Künstler

Anna Petrovna Ostroumova-Lebedeva

Russischer Name
Анна Петровна Остроумова-Лебедева
Lebensdaten
1871-1955
Kontext
sowjetisch-russisch
Werke
1
Anna Petrovna Ostroumova-Lebedeva

Profil

Bedeutende russische Grafikerin, Malerin und Pionierin des Holzschnitts. Ostroumowa-Lebedewa verband Mir Iskusstwa, japanische Druckgrafik und die poetische Stadtlandschaft Sankt Petersburgs zu einer der feinsten grafischen Sprachen der russischen Moderne. Anna Petrowna Ostroumowa-Lebedewa zählt zu den bedeutendsten Grafikerinnen der russischen Moderne und zu den entscheidenden Erneuerinnen des Holzschnitts in Russland. Geboren 1871 in Sankt Petersburg, erhielt sie ihre Ausbildung zunächst an der Stieglitz-Schule und anschließend an der Kaiserlichen Akademie der Künste, wo sie bei bedeutenden Lehrern wie Ilja Repin und Wassili Maté studierte. Ihre Karriere ist zugleich kunsthistorisch und geschlechtergeschichtlich bedeutsam: Sie gehörte zu den ersten Frauen, die in der russischen Kunstwelt um 1900 eine professionelle, international wahrnehmbare Position einnahmen.
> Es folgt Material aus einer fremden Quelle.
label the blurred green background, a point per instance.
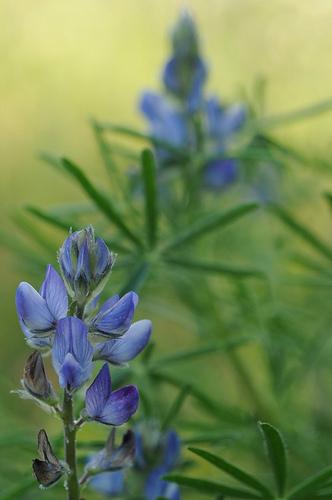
(62, 62)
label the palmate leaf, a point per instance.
(101, 201)
(212, 487)
(215, 268)
(234, 471)
(302, 231)
(208, 224)
(276, 451)
(150, 191)
(307, 488)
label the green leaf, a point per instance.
(189, 354)
(302, 231)
(215, 267)
(208, 224)
(150, 191)
(233, 471)
(104, 204)
(51, 219)
(276, 450)
(176, 406)
(17, 491)
(311, 485)
(137, 278)
(210, 487)
(212, 407)
(295, 116)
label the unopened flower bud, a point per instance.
(35, 380)
(85, 263)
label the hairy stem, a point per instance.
(70, 447)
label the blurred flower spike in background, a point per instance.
(184, 118)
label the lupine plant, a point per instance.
(200, 222)
(64, 319)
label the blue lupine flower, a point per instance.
(185, 80)
(120, 351)
(107, 406)
(185, 72)
(115, 315)
(167, 123)
(85, 263)
(38, 313)
(219, 174)
(72, 353)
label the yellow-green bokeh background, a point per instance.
(63, 61)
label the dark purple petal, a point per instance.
(120, 406)
(53, 290)
(128, 346)
(32, 309)
(118, 318)
(108, 483)
(218, 174)
(172, 449)
(98, 393)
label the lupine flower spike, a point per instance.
(78, 334)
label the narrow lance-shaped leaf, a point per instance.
(135, 134)
(208, 224)
(137, 278)
(277, 454)
(302, 231)
(150, 192)
(311, 485)
(176, 406)
(103, 203)
(294, 116)
(59, 223)
(215, 267)
(210, 487)
(234, 471)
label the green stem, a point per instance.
(70, 446)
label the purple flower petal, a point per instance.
(72, 353)
(103, 257)
(219, 174)
(109, 303)
(118, 318)
(32, 309)
(108, 483)
(120, 406)
(127, 347)
(98, 393)
(111, 408)
(53, 290)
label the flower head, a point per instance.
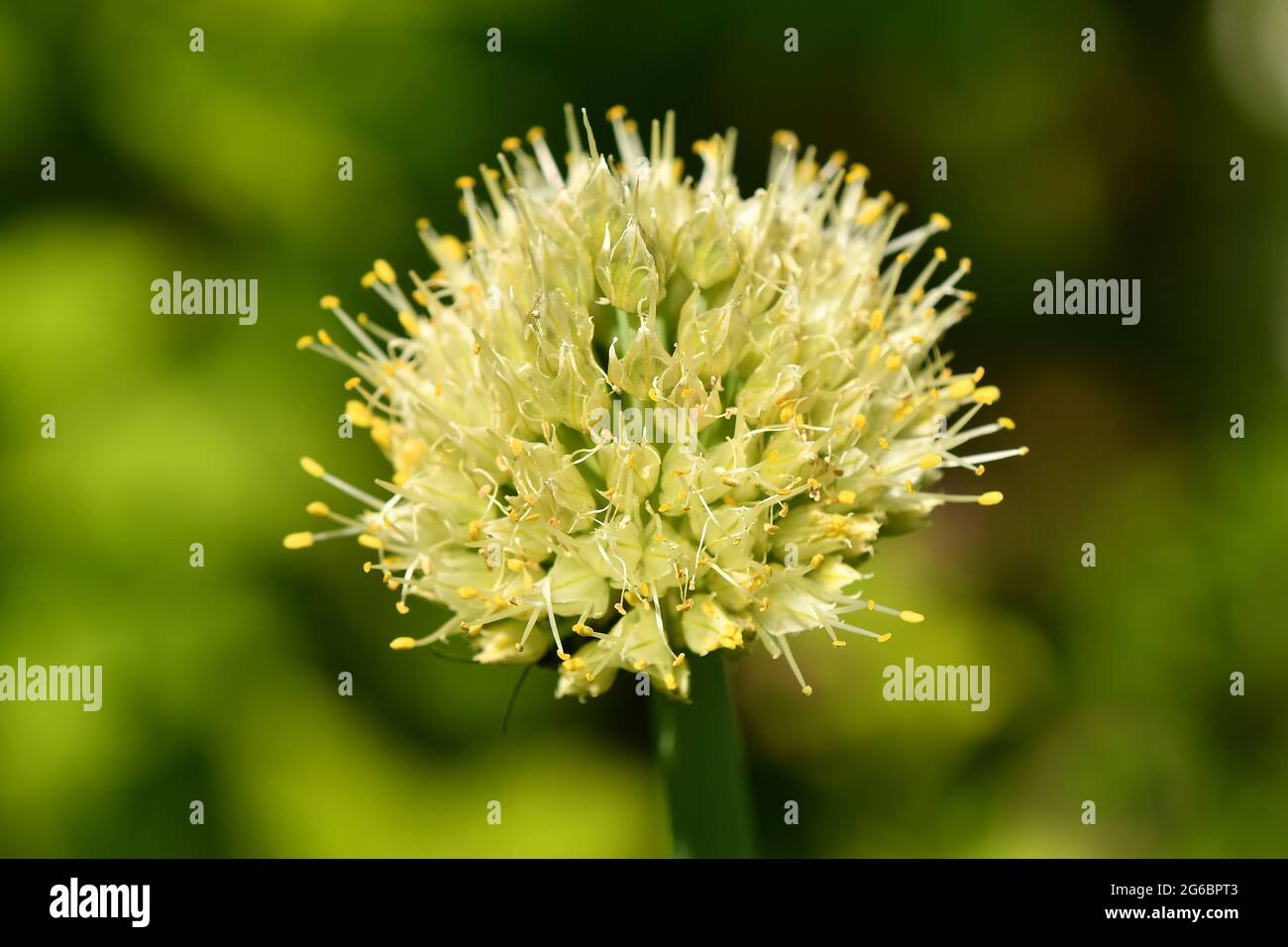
(640, 416)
Ostroumowa-Lebedewa war eng mit dem Kreis von Mir Iskusstwa verbunden, jener Bewegung, die die russische Kunst an der Schwelle zum 20. Jahrhundert von der moralisch-sozialen Programmatik der Peredwischniki löste und eine neue Wertschätzung für Stil, Linie, historisches Bewusstsein, Buchkunst, Dekoration und künstlerische Individualität entwickelte. Sergei Diaghilew, Alexandre Benois, Léon Bakst und Konstantin Somow stehen für diesen Kreis; Ostroumowa-Lebedewa brachte darin die Grafik zu einer eigenen, modernen Sprache. Ihr Hauptthema wurde Sankt Petersburg. In ihren Holzschnitten, Farbholzschnitten und Aquarellen erscheint die Stadt nicht als topografische Illustration, sondern als atmosphärischer Körper aus Wasser, Architektur, Brücken, Alleen, Nebel, Schnee und Licht.

Die Klarheit ihrer Linien, die reduzierte Farbigkeit und der kontrollierte Rhythmus der Flächen verbinden westliche Druckgrafik, japanische Farbholzschnitt-Einflüsse und die spezifische Melancholie der nördlichen Hauptstadt Russlands. Werkcharakter und Bildsprache Ostroumowa-Lebedewas Bildsprache lebt von strenger Vereinfachung und hoher Sensibilität. Der Holzschnitt zwingt zur Entscheidung: Linie, Fläche und Kontrast müssen tragen, was in der Malerei durch Tonübergänge oder atmosphärische Lasuren erreicht würde. Gerade darin liegt ihre Meisterschaft. Ihre Stadtansichten besitzen ein Gleichgewicht aus Architektur und Empfindung; sie zeigen Petersburg als historisches Monument, aber auch als fragile, von Licht und Jahreszeit verwandelte Erscheinung. Ihre Beschäftigung mit japanischer Druckgrafik war nicht bloße Mode.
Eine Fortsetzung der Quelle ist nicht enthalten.